The team is now led by Yulchon partner Baek Yun-jae, who also serves as an arbitrator for institutions such as the Korean Commercial Arbitration Board, the Asian International Arbitration Center and the International Chamber of Commerce.

The launch of an e-discovery team shows how the full-service law firm founded in 1997 is scaling its legal service with a touch of technology.

Yulchon has sought to add a tinge of technology to its legal practices with an artificial intelligence software development team called eYulchon. The team, advised by former investment banker Carl Im, has showcased automation apps to allow clients to detect noncompliance in advance, such as a failure to register in a timely manner.

Other AI-powered solutions can streamline attorneys’ manual tasks in transfer pricing, building information modeling and declaring the purchase of foreign currency, according to Yoon.

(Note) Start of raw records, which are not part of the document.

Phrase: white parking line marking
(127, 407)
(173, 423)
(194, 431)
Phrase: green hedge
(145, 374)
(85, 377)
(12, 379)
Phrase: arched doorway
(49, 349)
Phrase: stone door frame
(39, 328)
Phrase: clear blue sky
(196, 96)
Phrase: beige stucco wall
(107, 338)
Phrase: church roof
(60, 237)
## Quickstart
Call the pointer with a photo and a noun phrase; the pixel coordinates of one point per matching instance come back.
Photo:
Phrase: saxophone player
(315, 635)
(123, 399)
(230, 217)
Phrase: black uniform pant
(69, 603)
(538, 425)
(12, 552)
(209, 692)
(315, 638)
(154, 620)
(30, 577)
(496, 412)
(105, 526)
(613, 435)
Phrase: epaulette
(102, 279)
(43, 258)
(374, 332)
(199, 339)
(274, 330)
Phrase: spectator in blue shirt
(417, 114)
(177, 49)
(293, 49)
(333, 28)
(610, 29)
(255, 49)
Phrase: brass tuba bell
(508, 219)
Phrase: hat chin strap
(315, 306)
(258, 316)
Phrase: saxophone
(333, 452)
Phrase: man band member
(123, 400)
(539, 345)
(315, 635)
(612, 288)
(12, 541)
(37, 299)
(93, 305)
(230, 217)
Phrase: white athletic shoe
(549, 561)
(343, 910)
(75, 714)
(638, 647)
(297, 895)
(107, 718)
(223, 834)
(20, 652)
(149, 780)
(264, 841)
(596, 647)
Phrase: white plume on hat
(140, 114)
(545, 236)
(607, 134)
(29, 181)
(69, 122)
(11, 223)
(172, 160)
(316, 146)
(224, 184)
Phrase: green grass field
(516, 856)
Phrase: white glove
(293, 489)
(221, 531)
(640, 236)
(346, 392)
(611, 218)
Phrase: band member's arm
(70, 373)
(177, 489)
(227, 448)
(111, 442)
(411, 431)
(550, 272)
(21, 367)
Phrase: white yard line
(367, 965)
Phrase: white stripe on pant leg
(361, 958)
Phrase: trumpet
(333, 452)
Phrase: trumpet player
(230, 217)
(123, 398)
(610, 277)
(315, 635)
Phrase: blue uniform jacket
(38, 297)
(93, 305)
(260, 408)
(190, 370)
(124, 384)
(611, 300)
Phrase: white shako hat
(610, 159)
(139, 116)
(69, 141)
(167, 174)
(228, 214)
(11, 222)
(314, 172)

Yulchon also operates a team of over 10 professionals to help corporate clients at home and abroad deal with Korea’s financial technology rules.

Led by Yulchon partner Lee Jun-hee, the former vice president and deputy general counsel of Coupang, Yulchon‘s fintech team is tasked with addressing compliance issues for companies engaged with businesses ranging across payments, money transfers and peer-to-peer financing. The team is also keen on a building regulation to require foreign financial technology firms to register in Korea to run a business, as described in a pending bill for the revision of the Electronic Financial Transactions Act.

Later in July, Yulchon also launched a team to explore legal uncertainties surrounding digital assets and blockchain technology.

A team effort by professionals of different expertise is a prerequisite to the practice of law in the contemporary days.

“Most of the demand for legal services surrounding financial technology are associated with technology issues,” he said.

“Banking and financial services lawyers must collaborate with attorneys with expertise in the field of technology or intellectual property.”

Yoon has been serving as one of three managing partners of Yulchon since 2019. Prior to his leadership role, Yoon focused on his practice in the field of mergers, acquisitions and corporate finance.